Models were evaluated using various machine learning methods, with the Area Under the Curve (AUC) values obtained as follows: RF 0.746 (0.710—0.782), SVM 0.714 (0.676-0.752), AdaBoost 0.735 (0.699-0.772), XGBoost 0.747 (0.711-0.783), GBM 0.757 (0.721 - 0.792), with GBM showing the best AUC among the models (Figure 9). Accuracy, sensitivity, precision, and F1 score were also calculated for each model, with GBM showing the best performance in terms of accuracy (73%) and sensitivity (95.6%) (Table 5).

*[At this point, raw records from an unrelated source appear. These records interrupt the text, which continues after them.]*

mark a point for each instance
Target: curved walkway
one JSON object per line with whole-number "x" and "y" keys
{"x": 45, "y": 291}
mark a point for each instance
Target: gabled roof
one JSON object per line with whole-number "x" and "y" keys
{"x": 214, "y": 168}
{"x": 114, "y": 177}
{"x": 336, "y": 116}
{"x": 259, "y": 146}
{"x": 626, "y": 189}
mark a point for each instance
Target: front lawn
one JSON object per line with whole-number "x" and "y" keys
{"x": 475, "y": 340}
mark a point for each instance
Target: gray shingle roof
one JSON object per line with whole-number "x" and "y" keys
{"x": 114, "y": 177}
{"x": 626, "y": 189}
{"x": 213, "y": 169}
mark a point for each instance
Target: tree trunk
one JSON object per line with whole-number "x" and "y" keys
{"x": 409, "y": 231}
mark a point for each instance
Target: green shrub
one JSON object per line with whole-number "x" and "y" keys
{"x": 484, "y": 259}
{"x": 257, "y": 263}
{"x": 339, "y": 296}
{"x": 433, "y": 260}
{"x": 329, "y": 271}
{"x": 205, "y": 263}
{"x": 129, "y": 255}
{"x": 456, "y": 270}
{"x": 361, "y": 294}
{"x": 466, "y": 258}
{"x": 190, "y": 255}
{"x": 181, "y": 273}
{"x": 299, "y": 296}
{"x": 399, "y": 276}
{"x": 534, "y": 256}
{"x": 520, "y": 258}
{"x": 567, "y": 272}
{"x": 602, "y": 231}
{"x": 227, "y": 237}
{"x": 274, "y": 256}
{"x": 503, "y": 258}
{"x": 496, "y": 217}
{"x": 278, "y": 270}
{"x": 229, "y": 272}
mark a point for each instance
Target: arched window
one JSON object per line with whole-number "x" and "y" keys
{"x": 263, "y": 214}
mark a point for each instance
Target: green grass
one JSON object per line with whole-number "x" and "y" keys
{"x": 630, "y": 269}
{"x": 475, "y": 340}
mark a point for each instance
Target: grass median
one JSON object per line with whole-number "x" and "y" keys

SHAP analysis was conducted to understand the impact of multiple features on the predictive model for acute heart failure in elderly patients with hip fractures before surgery (Figure 10). The Feature Importance Plot shows each observation as a dot, with the SHAP value on the x-axis indicating the impact of the feature on the model's output. Positive values indicate contributions that increase risk, while negative values indicate contributions that decrease risk. The color gradient from purple to yellow represents feature values from low to high. It is observed that the SHAP values for Acute Myocardial Infarction are distributed in the positive region, with several higher positive points indicating that the presence of acute myocardial infarction significantly increases the risk of acute heart failure. Conversely, Hyponatremia shows both positive and negative SHAP values, concentrated near zero, suggesting a relatively small or individual-dependent impact on the prediction. However, the SHAP values for COPD are mainly in the negative region, possibly indicating a lower risk of acute heart failure in patients with COPD in this model. Through individual-level predictive behavior analysis using the SHAP algorithm, the model revealed key variables influencing the risk of acute heart failure for four patients, showing the contribution of each factor to the prediction and identifying Acute Myocardial Infarction as the main variable affecting all patients. Its SHAP value was significantly higher than other features, and we also found that Anemia, Ventricular Arrhythmia, and Pulmonary Infection play important roles in increasing the risk of heart failure (Figures 11A-D). The SHAP values of these variables provide positive contributions, reinforcing their importance in risk assessment, consistent with the overall trends in the Feature Importance Plot.
By constructing multivariate dependence plots (Figure 12), we suggest interactions between variable features, such as between Acute Myocardial Infarction and Anemia, where scatter plots reveal their association in predicting the risk of acute heart failure. With an increase in the feature value of acute myocardial infarction, a significant rise in SHAP values is observed, especially at higher feature values of acute myocardial infarction, where we see a cluster of yellow dots in the upper right corner of the graph. These yellow dots represent higher values of anemia, implying that in the context of high values of acute myocardial infarction, anemia's predictive contribution to the risk of acute heart failure increases. Conversely, when the feature values of acute myocardial infarction are lower, the dots, mostly shown in purple and concentrated in the lower left corner of the graph, represent a smaller predictive contribution to heart failure risk. This pattern indicates that anemia has a lesser predictive impact on the risk of heart failure in patients with a lower degree of myocardial infarction. Thus, the scatter plot shows that the interaction between acute myocardial infarction and anemia in predicting the risk of acute heart failure is non-linear and modulated by the combined influence of these two feature values.